While Metsavaht turned away from the local mood, São Paulo’s new generation of designers took cues from their native country, among them Lilly Sarti and Lolita Zurita Hannud. “My collection is colorful and vibrant,” offered Hannud. “There is no black in my color palette this season. Brazilian women must be strong right now and my collection reflects this mood.” Bonaldi, with her label PatBo, presented elements of Brazil in a new, explicit perspective: “It’s tough not to be literal while using the colors of our flag,” joked the designer, who mingled the strong yellow and green of Brazil with earth tones in a series of densely embroidered prints.
Karl Lagerfeld, who wasn’t in town, feted his collaboration with fast-fashion chain Riachuelo with a fittingly massive production. Said Pier Paolo Righi, CEO of Karl Lagerfeld: “We are not concerned with the crisis. If we would have had that same political situation one year ago, we would have done the Brazil collection anyway. The people are the same. They are joyful. Brazilians resonate with the brand and life goes on. When horrible attacks happened in Paris some time ago, we didn’t close the store and stay home. Here, it’s the same.”

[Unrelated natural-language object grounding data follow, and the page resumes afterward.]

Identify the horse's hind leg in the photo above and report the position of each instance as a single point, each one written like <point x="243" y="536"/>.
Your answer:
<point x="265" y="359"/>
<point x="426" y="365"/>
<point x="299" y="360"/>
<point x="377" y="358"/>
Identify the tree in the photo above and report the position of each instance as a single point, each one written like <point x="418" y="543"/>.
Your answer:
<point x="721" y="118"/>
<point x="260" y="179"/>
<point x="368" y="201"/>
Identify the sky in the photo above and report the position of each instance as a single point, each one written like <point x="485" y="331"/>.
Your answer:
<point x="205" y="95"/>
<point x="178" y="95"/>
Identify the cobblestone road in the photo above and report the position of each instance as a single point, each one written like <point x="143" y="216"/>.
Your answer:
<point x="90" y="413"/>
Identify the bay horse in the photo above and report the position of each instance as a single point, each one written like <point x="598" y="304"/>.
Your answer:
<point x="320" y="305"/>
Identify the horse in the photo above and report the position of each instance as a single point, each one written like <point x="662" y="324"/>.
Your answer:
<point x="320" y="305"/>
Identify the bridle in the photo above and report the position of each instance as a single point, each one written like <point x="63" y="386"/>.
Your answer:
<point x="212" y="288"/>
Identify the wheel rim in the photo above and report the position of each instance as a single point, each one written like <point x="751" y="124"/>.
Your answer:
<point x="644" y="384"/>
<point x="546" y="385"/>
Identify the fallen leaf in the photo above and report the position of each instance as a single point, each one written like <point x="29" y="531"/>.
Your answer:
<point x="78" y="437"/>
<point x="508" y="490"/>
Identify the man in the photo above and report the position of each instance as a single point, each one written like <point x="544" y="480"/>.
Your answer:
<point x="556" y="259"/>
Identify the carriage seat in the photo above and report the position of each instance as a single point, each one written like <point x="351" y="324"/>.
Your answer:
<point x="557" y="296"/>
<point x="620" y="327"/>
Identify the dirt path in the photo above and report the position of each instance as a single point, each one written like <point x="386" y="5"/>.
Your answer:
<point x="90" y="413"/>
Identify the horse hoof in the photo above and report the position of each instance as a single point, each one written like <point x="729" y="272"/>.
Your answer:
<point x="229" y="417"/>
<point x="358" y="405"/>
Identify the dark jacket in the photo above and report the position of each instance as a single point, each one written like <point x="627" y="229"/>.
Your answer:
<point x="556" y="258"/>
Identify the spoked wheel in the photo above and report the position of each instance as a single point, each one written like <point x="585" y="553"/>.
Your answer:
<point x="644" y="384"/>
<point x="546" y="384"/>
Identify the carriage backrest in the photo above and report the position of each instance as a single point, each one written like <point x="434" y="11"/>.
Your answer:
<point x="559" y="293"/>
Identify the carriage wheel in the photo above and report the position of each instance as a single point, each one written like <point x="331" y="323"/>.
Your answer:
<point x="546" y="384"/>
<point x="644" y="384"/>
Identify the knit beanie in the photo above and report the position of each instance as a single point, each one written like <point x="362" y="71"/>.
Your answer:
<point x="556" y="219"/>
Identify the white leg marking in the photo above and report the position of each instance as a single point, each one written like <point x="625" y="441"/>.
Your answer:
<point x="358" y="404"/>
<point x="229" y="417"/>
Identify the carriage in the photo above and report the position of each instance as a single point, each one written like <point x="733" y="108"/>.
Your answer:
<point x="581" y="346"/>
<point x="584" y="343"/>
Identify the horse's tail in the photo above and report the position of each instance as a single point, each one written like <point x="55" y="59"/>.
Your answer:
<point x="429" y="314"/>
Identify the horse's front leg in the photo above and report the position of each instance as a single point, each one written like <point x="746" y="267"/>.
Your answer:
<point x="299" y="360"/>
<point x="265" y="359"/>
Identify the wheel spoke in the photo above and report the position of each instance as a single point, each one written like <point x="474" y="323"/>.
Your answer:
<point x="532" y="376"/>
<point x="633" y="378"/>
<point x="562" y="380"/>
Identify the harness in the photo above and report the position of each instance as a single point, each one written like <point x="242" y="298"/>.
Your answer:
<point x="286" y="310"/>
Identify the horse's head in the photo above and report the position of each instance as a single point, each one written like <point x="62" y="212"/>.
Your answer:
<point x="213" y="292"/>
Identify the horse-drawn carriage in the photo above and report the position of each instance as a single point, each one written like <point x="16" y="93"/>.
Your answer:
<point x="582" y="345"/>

Though Lagerfeld himself wasn’t present, supermodel Isabeli Fontana did a bang-up job as his doppelgänger. Lagerfeld signatures like houndstooth and fingerless gloves abounded in the lineup, and when the show was done, racks were rolled down the runway—much to the surprise of the guests—and all the collection was for immediate sale, from prices ranging between $15 and $100. Now that’s truly fast fashion.